Am I the only one who has asked herself, “Why are dogs so much easier to love than humans?” A few reasons have occurred to me. Most dogs are not big on baggage. They barely remember what happened yesterday unless they are severely scarred by a previous owner. They have few needs and they have no problem communicating them. When Dante gives us that big brown-eyed dog look, he either wants a biscuit or to be taken outside. I don’t have to wonder if I hurt his feelings earlier in the day when I said, “Sit down” a little harshly or when I said “Leave” when he was bothering a visitor to the house. He doesn’t harbor grudges. He doesn’t do drugs or drink alcohol. He came with very few expectations -- a bowl of food, a lot of love and exercise. He rarely misunderstands or misconstrues what I say. (My body language is more important to him.) I don’t think I remind him of his mother (but I can’t be sure on this one) and I know he depends on me and needs me. I am IMPORTANT to him in a big way and he lets me know it. He is rarely depressed for more than 10 minutes (He didn’t like the party hat we put on him for New Year’s.) And, you guessed it, like most dogs he is a paragon of faithfulness.
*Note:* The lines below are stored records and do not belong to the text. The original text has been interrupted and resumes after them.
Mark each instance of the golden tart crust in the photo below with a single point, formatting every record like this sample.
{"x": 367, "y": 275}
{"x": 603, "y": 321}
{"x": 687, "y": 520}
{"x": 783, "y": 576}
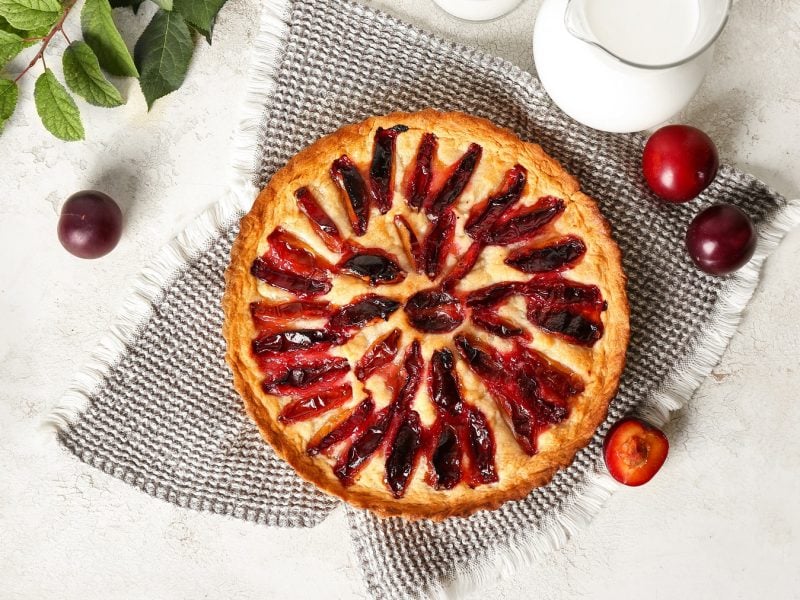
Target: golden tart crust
{"x": 599, "y": 366}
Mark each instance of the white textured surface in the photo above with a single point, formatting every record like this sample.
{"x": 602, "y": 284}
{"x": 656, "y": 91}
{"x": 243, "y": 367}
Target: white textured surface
{"x": 720, "y": 520}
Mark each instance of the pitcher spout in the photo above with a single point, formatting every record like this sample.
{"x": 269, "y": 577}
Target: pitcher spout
{"x": 577, "y": 23}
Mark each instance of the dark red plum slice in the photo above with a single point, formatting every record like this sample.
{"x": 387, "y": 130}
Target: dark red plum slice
{"x": 438, "y": 244}
{"x": 454, "y": 185}
{"x": 403, "y": 454}
{"x": 558, "y": 256}
{"x": 366, "y": 310}
{"x": 378, "y": 355}
{"x": 434, "y": 311}
{"x": 349, "y": 179}
{"x": 525, "y": 223}
{"x": 484, "y": 215}
{"x": 419, "y": 184}
{"x": 322, "y": 223}
{"x": 312, "y": 406}
{"x": 381, "y": 171}
{"x": 353, "y": 425}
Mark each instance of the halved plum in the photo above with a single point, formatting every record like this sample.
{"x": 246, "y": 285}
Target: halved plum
{"x": 634, "y": 451}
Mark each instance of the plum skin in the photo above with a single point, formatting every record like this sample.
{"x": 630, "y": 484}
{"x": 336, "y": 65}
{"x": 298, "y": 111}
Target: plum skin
{"x": 679, "y": 162}
{"x": 721, "y": 239}
{"x": 90, "y": 225}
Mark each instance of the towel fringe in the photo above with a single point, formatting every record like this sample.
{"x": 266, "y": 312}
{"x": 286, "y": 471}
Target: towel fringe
{"x": 674, "y": 394}
{"x": 147, "y": 288}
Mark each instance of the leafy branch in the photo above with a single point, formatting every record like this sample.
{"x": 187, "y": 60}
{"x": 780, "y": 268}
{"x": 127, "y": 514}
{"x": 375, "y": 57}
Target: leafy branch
{"x": 160, "y": 59}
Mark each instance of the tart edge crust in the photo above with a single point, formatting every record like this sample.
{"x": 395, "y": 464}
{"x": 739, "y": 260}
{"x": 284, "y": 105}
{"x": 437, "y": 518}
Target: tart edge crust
{"x": 598, "y": 232}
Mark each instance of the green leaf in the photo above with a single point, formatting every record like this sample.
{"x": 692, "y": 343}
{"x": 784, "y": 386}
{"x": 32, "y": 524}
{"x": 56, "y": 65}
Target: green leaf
{"x": 162, "y": 55}
{"x": 30, "y": 14}
{"x": 56, "y": 108}
{"x": 132, "y": 4}
{"x": 8, "y": 100}
{"x": 200, "y": 14}
{"x": 102, "y": 36}
{"x": 10, "y": 45}
{"x": 31, "y": 33}
{"x": 84, "y": 77}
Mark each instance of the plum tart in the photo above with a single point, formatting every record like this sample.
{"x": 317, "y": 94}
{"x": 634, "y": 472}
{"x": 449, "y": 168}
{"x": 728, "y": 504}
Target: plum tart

Happy families, Mr. Tolstoy, come in all shapes and sizes and no two of them are alike. As long as both partners are happy and fulfilled, the particulars don’t really matter. Most unhappy families tend to carry similar baggage. I would suggest, Readers, consulting Dante, not Tolstoy, for advice on success with your marriage or with any family relationship. He’s a natural. When it comes to love, he’s got what it takes. Who else could have a chin covered with toilet water and look so downright adorable?